Санджар Непобедимый - Михаил Шевердин
Шрифт:
Интервал:
Закладка:
И басмачи бежали в каменистые ущелья, где натыкались на бойцов Санджара. Посвистывали пули. Далеко по долине неслись жалобные вопли сдающихся на милость: «Аман! Аман!»
На тропинке, взбегавшей из сая к святилищу, пуля поразила Кудрат–бия.
Хрипя, цепляясь еще сохранившими силу руками за седло, он опустился на придорожный камень. Мимо бежали его бандиты, но они оставались глухи и немы к мольбам курбаши. Прошли времена, когда его слова были законом, когда его имя заставляло их трепетать.
Еще год, полгода назад, может быть, они отстаивали бы Кудрат–бия грудью и сложили бы за него свои головы. Сейчас каждый думал только о том, чтобы унести ноги.
Затуманенным взором следил Кудрат–бий, как мимо, ведя на поводу лошадь, прошел ясаул, поддерживая простреленную руку, безмолвно, как тень, проскользнул Безбородый.
— Донесите меня до хауза, — простонал курбаши. Никто не обернулся.
Он терял сознание.
Облако затянуло луну. Кудрат–бий, открыл глаза, на него смотрел Ниязбек.

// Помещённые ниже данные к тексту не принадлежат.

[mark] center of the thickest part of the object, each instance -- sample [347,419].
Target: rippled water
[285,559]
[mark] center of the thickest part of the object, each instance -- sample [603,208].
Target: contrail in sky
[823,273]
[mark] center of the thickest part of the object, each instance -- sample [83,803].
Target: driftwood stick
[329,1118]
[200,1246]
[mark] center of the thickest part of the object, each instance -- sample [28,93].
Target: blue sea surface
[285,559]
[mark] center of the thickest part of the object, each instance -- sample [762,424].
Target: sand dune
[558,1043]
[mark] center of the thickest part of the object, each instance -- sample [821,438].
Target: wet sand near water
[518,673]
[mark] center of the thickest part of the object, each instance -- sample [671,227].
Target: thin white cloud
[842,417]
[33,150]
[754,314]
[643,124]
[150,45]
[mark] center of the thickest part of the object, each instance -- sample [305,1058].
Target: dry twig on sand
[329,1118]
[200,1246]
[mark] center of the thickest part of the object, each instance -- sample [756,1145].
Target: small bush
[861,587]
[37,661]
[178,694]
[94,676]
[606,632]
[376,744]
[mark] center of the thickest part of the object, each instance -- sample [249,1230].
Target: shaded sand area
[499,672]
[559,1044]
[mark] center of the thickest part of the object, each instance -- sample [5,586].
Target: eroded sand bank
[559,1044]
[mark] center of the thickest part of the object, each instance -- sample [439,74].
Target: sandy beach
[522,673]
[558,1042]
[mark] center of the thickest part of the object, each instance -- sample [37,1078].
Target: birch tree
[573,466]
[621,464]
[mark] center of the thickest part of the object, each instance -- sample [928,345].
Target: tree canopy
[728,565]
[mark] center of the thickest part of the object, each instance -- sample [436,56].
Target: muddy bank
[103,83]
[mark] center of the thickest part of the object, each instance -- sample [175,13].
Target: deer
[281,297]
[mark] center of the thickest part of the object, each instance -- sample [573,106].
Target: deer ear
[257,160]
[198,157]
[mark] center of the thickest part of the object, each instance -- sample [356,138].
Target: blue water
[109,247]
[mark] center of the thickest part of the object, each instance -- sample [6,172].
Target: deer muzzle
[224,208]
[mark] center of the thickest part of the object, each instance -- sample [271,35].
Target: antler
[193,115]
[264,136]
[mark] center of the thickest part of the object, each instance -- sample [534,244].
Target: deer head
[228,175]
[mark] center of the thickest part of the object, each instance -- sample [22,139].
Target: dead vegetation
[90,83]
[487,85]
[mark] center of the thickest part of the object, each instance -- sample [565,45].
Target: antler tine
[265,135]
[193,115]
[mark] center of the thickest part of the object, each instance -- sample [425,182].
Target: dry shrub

— Боже! — сказал он, узнав Кудрат–бия. — Что с вами?
— Умираю, — простонал курбаши, — я ранен…
На тропинке появились два басмача. Не разобрав, кто перед ними, они выставили перед собой руки и отчаянно завопили:
— Аман! Аман! — и в ужасе попятились назад.
— Да молчите вы! — прикрикнул Ниязбек.
Разглядев белую чалму и черную бороду, басмачи умолкли, но все еще жались в страхе друг к другу. Оружия у них не было. На шеях позвякивали конские уздечки, которые, по старинному обычаю, сдающиеся воины вешали на себя в знак покорности.
— Трусы!.. Зайцы!..
Разразившись бранью, Ниязбек заставил нукеров поднять грузного курбаши на лошадь. Медленным шагом двинулись они по узкой дорожке, поддерживая с обеих сторон тихо стонущего Кудрат–бия.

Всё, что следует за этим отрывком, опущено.